Und dann sind da noch die gesetzlich installierten Fehlanreize. Etwa dass seit 1. Januar 2020 bei Ersatzneubauten Rückbaukosten bei den direkten Bundessteuern abgezogen werden können. Solches will «Countdown 2030» mit der Petition beseitigen. Die Aktivist*innen, die auch Bauprofis sind, fordern ferner, dass die Entsorgungskosten verteuert werden, es für Abriss eine Bewilligungspflicht gibt und Gemeinden, Kantone und der Bund bei ihren eigenen Bauten mit gutem Beispiel vorangehen. Sie wollen Tempo sehen, denn noch planen die meisten im Bau ohne jegliches Klimabewusstsein, wie auch Rahel Marti von «Hochparterre» wahrnimmt: «Es gibt jede Menge Büros, bei denen die Dringlichkeit noch nicht angekommen ist. Die erwischt man nur mit politischen Vorgaben und Sanktionen. Auch ein CO2-Budget pro Kopf wäre sicher wir-kungsvoll.» 

In Zürich beschloss der Gemeinderat dieses Jahr, dass die Stadt als Bauherrin nicht mehr einfach abreissen und neu bauen darf, sie muss sich zuerst über Energiebilanzen beugen. Ziel ist unter anderem, dass vermehrt im Bestand erneuert wird. In Basel-Stadt ist man diesbezüglich ebenfalls auf gutem Weg. Im Kanton Bern verlangt eine Motion, dass Sanierungen anstelle von Ersatzneubauten gezielt gefördert werden. Auch auf Bundesebene bewegt sich – langsam – etwas. Die parlamentarische Initiative «Schweizer Kreislaufwirtschaft stärken» verlangt, dass mit einer Gesetzesgrundlage die Umweltbelastung durch die Verwendung kreislauffähiger Materialien und durch die Vermeidung von Abfällen massgeblich reduziert wird, explizit auch im Bau. Die zuständige Kommission hat zwei weitere Jahre Zeit für die Aus-arbeitung. 
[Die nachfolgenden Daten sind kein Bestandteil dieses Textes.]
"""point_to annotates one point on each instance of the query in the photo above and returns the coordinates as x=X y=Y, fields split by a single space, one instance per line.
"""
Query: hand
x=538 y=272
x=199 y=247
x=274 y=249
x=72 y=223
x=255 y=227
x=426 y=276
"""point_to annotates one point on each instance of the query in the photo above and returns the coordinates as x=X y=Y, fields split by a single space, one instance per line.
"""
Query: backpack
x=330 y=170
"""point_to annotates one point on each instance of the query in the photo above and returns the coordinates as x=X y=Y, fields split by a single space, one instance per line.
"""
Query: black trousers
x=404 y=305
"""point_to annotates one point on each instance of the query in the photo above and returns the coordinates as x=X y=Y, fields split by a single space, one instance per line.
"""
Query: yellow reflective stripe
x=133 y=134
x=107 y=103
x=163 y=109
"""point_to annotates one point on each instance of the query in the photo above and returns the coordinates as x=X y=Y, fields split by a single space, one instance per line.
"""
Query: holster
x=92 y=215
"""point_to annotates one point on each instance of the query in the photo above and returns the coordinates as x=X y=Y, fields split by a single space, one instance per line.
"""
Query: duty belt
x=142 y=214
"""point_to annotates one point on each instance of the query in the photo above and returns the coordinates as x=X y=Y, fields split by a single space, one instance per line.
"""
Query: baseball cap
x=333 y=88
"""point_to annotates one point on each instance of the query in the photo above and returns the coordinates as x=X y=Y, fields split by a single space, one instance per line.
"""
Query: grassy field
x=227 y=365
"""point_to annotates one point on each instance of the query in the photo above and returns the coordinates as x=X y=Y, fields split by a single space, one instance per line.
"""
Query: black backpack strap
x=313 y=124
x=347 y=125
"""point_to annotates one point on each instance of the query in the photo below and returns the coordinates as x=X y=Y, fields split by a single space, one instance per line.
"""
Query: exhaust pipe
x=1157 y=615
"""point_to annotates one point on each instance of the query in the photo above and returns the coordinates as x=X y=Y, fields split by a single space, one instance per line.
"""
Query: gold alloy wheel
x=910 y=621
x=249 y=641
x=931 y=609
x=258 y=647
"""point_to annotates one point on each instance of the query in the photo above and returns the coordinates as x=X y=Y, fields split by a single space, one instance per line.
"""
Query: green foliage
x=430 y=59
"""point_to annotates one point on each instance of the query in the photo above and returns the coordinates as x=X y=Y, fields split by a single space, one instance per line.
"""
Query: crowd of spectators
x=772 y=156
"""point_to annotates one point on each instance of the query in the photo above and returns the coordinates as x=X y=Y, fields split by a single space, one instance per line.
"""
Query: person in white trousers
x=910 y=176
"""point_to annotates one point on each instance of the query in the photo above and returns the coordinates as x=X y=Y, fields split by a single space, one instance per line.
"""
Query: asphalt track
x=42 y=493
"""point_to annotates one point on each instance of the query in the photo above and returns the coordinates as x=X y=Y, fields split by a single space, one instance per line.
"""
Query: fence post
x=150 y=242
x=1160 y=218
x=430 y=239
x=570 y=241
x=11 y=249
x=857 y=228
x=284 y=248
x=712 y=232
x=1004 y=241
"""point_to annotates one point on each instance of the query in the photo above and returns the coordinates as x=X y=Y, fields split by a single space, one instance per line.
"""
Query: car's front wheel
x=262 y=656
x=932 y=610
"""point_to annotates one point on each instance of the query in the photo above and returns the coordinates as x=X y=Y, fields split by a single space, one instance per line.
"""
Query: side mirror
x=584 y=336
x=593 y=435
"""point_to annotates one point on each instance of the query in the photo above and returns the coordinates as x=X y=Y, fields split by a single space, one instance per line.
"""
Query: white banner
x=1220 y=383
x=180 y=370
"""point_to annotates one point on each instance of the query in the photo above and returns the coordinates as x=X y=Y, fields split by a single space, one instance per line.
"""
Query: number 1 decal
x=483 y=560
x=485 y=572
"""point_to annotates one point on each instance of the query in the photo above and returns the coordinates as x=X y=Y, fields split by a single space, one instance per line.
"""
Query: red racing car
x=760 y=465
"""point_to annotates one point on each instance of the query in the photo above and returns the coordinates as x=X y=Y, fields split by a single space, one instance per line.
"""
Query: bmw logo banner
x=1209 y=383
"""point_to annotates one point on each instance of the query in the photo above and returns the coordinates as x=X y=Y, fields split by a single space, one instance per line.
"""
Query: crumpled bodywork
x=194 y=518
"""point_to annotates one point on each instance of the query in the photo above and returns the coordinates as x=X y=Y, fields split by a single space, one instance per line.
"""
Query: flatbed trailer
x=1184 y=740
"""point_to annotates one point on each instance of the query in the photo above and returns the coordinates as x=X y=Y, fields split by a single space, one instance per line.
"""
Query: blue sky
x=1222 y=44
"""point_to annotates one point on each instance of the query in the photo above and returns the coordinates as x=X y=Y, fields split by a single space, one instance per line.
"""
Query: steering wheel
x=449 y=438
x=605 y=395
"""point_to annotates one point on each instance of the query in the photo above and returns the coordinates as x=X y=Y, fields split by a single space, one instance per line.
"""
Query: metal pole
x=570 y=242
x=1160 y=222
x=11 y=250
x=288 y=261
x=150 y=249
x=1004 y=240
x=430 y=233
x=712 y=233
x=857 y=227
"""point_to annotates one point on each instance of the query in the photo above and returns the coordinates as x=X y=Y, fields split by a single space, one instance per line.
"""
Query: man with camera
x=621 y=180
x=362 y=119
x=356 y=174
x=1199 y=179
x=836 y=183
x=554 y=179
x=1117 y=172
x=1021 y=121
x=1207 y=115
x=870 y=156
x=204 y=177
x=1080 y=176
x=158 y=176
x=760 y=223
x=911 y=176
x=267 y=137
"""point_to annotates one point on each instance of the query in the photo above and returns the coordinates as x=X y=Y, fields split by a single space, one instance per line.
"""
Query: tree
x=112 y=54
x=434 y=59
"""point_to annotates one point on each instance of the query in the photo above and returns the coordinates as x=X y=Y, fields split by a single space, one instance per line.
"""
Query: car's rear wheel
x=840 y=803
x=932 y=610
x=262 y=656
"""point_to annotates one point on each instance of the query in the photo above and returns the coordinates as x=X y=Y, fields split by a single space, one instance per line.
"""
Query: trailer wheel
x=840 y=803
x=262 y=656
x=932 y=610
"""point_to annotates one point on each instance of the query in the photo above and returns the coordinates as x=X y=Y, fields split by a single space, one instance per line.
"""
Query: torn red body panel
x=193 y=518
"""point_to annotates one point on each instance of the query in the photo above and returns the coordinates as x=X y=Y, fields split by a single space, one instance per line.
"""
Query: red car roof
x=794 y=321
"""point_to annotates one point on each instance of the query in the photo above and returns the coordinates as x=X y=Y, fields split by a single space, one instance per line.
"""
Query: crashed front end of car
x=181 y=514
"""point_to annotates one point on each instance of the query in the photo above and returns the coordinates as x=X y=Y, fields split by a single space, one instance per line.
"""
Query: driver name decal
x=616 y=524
An jenem Oktoberabend im Schweizerischen Architekturmuseum sind sich auch die Anwesenden einig: Die Politik muss dringend ran! Und auch die eigene Gilde. Während im Nebenraum die Bagger auf der Leinwand unermüdlich Mauerteile zum Einsturz bringen, erinnert der ebenfalls an der Diskussion teilnehmende Walter Angst vom MV Zürich daran, wie wichtig es ist, früh zu erkennen, wenn der Abriss eines Hauses geplant ist. Er appelliert deshalb an die Architekt*innen, die jeweils zu den Ersten gehören, die über Abrissprojekte informiert sind: «Teilt euer Wissen!»